By the Collar: The Perils of Estoppel in Patent Litigation
By Aaron Orheim
On Wednesday March 6 the Court of Appeals for the Federal Circuit issued an opinion in Radio Systems Corp. v. Lalor. This decision is a valuable reminder that the doctrine of equitable estoppel can be a powerful force in patent litigation.The case involves high-tech dog collars. Bumper Boy Inc. holds two patents on electronic collars that sense and distribute tension evenly around a dog’s neck. Bumper Boy received the first patent in 2004. In 2005 Bumper Boy sent a rival collar manufacturer – Innotek, Inc. – a demand letter, claiming that Innotek’s “UltraSmart” collar infringed on its 2004 patent. After Innotek responded that its collar was “prior art [that] invalidates the claims of the…patent,” Bumper Boy remained silent for over four years.
In 2007 Bumper Boy received another patent on its design after it added a stretchable insert to the collar. Then, in 2009, Bumper Boy sent a demand letter to Radio Systems Corp.—a company that had acquired Innotek—claiming that the UltraSmart collar violated both the 2004 and the 2007 patents. The parties litigated and both moved for summary judgment. The United States District Court for the Western District of Washington held, in part, that equitable estoppel barred Bumper Boy from arguing that the UltraSmart design infringed on either patent.
The Federal Circuit affirmed the District Court’s application of estoppel for the 2004 patent. Equitable estoppel applies in the patent context when:
(1) the patentee, through misleading conduct (or silence), leads the alleged infringer to reasonably infer that the patentee does not intend to enforce its patent against the alleged infringer;
(2) the alleged infringer relies on that conduct; and
(3) the alleged infringer will be materially prejudiced if the patentee is allowed to proceed with its claim.
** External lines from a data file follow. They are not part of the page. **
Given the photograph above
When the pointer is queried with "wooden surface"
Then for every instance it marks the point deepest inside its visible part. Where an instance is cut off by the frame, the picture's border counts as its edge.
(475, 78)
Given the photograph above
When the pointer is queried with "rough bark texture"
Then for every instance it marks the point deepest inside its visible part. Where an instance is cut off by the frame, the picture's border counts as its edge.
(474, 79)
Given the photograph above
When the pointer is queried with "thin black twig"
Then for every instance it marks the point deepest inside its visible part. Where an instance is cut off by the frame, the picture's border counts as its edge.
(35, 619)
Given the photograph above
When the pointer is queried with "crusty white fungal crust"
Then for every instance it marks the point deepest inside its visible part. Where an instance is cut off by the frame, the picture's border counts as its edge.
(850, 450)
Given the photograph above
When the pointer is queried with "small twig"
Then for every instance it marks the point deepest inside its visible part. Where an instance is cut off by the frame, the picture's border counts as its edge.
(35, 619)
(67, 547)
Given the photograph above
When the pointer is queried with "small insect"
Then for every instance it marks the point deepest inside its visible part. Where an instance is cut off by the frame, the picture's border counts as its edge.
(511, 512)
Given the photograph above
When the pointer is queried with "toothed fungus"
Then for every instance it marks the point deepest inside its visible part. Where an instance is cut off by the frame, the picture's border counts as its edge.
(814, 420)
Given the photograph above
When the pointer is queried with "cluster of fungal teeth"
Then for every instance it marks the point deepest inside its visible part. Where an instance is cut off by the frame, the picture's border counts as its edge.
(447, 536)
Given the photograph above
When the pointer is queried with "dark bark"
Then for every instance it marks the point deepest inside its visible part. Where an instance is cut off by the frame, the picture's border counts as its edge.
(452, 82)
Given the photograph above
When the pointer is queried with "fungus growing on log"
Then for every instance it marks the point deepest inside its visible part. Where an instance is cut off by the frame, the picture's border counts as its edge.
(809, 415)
Estoppel claims pass to successor’s in interest—e.g. new parent companies—when privity exists.
The court found that Bumper Boy stayed silent and misled Radio Systems into believing that it did not intend to enforce the 2004 patent. Radio Systems relied on that silence by acquiring Innotek and expanding its line of dog collars. Radio Systems was prejudiced, and the estoppel claim survived the transfer of the company.
But the court reversed the application of equitable estoppel in regard to the 2007 patent. Bumper Boy could not have asserted any claims on the 2007 patent until the patent was issued. It acted to enforce the new patent in 2009, and therefore Radio Systems could not have justifiably relied on any continued silence. Judge Newman dissented, writing that the 2007 patent added nothing new to the dispute—just a small piece of stretchable material—and that the District Court did not abuse its discretion by applying equitable estoppel.
This case highlights the importance of vigilant patent monitoring. Bumper Boy failed to act on the 2004 patent and lost its claim for infringement as a result. Radio Systems overlooked the 2007 patent when it moved for estoppel on all claims and now faces further litigation. Every patent litigant could use a good watchdog.